Stiftungsexperte Haake: "Tue Gutes und rede darüber"

Vom 17. bis 19. Mai findet Europas größter Stiftungskongress in Osnabrück statt. Stiftungsexperte Stefan R. Haake von der Süddeutschen Aktienbank zu den aktuellen finanziellen Herausforderungen für Wohltäter.
von Stefan Rullkötter, €uro-Magazin
Stiftungen leiden, wie deutsche Sparer, unter den Niedrig-, Null- und Strafzinsen für Einlagegelder. Welche Alternative zur passiven Vermögensanlage gibt es für Stiftungen?
Stefan R. Haake: Dabei hilft ein genauer Blick in die Stiftung und die Grundüberlegung - was hätte der Stifter gewollt. In der Praxis erlebt man hier immer wieder enorme Erkenntnisgewinne: Achtsamkeit im Bezug Stifterwille und Zweck der Stiftung fördert meist eine gute Sicht auf Risikobudgets, Renditeerwartung und unumgängliche Negativlisten. Hieraus resultiert meist ein recht rundes Zielraster mit dem man auf die Suche nach wirklich passenden Anlageformen gehen kann. Und so viel ist sicher: Eine dauerhafte Sondierung der Anlagemärkte gehört einfach zum Pflichtprogramm eines verantwortungsbewussten Stiftungsvorstandes.
Stiftungsexperten sind häufig keine Vermögens-Anlageexperten. Wie kann man beides zusammenbringen?
Gemeinnützige Stiftungen sollte sich fragen: Wie macht es denn die Wirtschaft um effizient vorzugehen? Dann ist man gleich bei der "make or buy"-Entscheidung. Was kann ich und will ich als Stiftung nachhaltig der Vermögensanlage in meinem Stiftungsschaffen an Raum geben? Eine wirklich gute Stiftungsberatung in Sachen Finanzen - und hier ist nicht nur die Vermögensanlage sondern eine regelrechte Finanzplanung gemeint - funktioniert nur wirklich gut, wenn auch auf Seite der Dienstleister Stiftungswissen bei den handelnden Personen vorhanden ist. Ob man dabei auf einen Berater oder internen Mitarbeiter ohne entsprechende Zertifizierung vertraut ist dann die Entscheidung eines jeden Stiftungsvorstandes und der daraus resultierenden operativen Risiken.
Welche Möglichkeiten gibt es für Stiftungen ein funktionierendes Risikomanagement aufzubauen- und ab welchem Stiftungsvermögen lohnt sich das?

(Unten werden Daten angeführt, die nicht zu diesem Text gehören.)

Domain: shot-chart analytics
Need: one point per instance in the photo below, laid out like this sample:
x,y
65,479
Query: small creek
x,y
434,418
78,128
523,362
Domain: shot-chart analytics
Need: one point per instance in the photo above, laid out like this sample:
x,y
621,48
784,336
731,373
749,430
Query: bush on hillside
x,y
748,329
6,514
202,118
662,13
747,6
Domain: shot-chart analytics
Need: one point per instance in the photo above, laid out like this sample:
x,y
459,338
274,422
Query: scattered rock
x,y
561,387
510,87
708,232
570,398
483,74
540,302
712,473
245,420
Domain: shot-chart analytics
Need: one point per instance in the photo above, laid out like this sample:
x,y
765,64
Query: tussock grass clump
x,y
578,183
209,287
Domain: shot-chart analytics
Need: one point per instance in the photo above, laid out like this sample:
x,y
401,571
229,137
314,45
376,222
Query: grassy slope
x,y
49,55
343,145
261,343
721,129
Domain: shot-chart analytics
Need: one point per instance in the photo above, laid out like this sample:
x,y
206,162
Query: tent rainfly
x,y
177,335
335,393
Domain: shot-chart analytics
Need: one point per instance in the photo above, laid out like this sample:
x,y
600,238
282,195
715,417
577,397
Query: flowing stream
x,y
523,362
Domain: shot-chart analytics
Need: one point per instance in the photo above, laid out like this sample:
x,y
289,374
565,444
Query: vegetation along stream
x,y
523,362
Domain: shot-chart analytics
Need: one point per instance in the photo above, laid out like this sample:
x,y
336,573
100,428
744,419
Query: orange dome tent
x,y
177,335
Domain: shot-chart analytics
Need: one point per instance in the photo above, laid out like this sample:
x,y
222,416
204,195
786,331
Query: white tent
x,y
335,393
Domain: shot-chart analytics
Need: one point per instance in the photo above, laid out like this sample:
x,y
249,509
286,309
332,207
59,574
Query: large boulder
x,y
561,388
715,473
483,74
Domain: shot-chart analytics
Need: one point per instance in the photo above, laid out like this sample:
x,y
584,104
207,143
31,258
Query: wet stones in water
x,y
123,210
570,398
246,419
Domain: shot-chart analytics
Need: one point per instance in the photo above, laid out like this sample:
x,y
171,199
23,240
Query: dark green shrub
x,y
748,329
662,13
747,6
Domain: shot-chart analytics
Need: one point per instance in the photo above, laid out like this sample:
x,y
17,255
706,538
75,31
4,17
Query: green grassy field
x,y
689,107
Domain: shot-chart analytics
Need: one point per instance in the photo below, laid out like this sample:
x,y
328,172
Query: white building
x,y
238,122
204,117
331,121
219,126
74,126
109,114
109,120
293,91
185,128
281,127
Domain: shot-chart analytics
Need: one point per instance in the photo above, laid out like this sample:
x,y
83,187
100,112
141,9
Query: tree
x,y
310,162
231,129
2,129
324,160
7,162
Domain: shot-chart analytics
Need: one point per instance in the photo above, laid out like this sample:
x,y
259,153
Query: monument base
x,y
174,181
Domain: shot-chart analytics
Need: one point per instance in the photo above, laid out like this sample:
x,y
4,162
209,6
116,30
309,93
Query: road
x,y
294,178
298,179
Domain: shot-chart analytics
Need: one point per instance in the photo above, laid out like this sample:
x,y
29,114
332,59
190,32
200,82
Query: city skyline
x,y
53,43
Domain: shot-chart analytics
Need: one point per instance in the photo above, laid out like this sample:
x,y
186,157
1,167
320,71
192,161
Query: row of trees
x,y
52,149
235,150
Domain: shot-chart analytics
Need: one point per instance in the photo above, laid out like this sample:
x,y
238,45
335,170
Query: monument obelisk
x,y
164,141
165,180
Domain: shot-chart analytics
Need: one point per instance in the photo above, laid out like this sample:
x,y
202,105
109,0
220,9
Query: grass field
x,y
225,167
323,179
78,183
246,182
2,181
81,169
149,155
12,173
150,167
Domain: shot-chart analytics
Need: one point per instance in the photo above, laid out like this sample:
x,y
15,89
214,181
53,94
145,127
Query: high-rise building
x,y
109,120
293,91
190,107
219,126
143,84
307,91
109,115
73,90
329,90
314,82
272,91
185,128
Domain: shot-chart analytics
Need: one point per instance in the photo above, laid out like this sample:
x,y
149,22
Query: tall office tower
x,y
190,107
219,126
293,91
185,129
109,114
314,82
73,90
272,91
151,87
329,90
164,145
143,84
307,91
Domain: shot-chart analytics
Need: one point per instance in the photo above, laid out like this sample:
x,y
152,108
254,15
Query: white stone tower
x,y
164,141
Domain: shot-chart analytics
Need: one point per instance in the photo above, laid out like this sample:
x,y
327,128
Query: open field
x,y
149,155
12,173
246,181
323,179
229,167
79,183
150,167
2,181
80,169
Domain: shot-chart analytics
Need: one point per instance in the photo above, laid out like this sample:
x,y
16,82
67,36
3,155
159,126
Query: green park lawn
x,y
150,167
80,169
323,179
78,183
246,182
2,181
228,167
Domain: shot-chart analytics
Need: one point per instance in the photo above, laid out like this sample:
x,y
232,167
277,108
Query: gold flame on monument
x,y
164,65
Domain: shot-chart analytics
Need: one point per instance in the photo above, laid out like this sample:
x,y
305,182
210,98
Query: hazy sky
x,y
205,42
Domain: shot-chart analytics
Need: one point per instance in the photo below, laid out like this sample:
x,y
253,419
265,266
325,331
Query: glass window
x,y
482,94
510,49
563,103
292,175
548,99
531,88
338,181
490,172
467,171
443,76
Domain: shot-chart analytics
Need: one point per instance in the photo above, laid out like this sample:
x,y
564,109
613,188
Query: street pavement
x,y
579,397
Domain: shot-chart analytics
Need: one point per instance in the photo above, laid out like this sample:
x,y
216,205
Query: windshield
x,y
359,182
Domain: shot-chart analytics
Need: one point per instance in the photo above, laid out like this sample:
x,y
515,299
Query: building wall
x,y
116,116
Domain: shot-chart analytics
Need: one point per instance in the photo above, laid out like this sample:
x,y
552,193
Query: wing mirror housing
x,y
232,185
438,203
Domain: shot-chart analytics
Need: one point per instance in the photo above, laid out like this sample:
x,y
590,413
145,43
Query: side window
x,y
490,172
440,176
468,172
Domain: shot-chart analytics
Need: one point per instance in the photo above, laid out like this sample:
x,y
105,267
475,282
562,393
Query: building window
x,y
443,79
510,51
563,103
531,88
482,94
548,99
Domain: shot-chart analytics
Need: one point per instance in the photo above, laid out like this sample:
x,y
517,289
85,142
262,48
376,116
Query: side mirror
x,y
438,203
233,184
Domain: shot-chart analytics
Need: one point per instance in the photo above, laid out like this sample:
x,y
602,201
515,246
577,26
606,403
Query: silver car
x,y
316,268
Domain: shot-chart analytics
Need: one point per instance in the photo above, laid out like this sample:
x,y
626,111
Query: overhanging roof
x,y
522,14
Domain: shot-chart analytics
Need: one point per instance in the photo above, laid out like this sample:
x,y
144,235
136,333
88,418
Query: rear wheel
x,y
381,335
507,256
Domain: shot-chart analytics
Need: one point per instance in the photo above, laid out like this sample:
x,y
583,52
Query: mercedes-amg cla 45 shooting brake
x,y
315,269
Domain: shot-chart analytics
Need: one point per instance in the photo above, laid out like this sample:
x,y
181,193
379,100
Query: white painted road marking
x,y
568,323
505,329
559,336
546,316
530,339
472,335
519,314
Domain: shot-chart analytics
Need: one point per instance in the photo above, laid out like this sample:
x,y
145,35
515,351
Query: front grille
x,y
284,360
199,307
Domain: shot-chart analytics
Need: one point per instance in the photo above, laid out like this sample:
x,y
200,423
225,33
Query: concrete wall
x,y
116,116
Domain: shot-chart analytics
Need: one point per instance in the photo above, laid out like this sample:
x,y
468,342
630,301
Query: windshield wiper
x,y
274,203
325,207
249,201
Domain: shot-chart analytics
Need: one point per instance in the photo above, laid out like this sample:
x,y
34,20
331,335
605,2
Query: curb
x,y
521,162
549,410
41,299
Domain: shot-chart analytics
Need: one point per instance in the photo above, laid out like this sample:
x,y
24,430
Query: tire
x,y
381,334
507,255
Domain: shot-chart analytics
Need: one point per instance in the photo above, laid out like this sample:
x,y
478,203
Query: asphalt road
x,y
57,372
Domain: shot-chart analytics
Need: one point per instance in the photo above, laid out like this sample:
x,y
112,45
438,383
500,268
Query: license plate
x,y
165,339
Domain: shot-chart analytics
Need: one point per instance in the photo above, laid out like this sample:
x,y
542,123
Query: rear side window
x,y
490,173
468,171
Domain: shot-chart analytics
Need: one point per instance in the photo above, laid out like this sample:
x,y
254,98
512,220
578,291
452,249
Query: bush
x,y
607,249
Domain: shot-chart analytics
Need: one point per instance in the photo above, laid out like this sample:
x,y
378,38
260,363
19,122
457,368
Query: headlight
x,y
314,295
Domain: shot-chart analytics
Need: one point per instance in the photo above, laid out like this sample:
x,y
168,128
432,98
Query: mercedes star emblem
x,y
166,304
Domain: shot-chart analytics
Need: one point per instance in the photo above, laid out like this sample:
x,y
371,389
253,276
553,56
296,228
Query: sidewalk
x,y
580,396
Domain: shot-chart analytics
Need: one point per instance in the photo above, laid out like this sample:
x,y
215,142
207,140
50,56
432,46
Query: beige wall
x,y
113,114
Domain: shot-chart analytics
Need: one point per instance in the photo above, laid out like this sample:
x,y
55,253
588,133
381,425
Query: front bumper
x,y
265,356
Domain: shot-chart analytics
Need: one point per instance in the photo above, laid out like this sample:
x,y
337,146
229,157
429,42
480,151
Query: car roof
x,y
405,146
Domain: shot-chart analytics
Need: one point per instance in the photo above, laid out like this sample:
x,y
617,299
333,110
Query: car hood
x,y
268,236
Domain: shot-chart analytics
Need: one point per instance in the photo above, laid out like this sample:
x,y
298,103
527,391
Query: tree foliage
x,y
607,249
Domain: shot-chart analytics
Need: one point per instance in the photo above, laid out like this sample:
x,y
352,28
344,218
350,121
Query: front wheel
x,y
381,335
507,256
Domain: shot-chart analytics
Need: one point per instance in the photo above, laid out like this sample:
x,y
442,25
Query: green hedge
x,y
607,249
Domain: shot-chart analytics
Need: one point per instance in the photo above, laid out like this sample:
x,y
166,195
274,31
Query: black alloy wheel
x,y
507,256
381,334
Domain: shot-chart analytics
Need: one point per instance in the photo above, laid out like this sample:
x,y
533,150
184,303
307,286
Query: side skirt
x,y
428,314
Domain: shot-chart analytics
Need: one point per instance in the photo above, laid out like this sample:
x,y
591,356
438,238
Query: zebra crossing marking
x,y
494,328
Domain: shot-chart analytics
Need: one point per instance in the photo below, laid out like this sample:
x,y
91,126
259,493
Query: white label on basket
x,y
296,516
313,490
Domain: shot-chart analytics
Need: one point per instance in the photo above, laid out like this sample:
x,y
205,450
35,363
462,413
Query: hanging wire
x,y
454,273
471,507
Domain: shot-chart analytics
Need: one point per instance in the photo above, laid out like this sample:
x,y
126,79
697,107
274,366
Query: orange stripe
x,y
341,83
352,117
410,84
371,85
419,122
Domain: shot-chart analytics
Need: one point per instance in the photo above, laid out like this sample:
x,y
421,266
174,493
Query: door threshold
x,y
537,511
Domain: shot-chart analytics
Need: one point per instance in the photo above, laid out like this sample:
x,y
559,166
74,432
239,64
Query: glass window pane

Ohne persönlichen Einsatz der verantwortlichen Stiftungsorgane geht hier meist nichts. Viele Stiftungen setzten und setzen in blindem Vertrauen auf eine Softwarelösung, ohne dabei zu bedenken, dass die verwundbare Stelle dann meist auf der Anwenderseite zu finden ist. Entscheidet man sich für eine Auslagerung so sind harte und fein formulierte sog. "Service-Level-Agreements" (SLA) notwendig. Gut vorbereitete Privatbanken und Family-Offices haben solche Prozesse meist in der Schublade. Natürlich kann man dies auch intern organisieren. Als Stabsstelle bedarf es aber stringenter Führung durch den Vorstand.
Können Stiftungen in dem Rahmen Haftungsrisiken für Vermögensanlagen auch "auslagern"?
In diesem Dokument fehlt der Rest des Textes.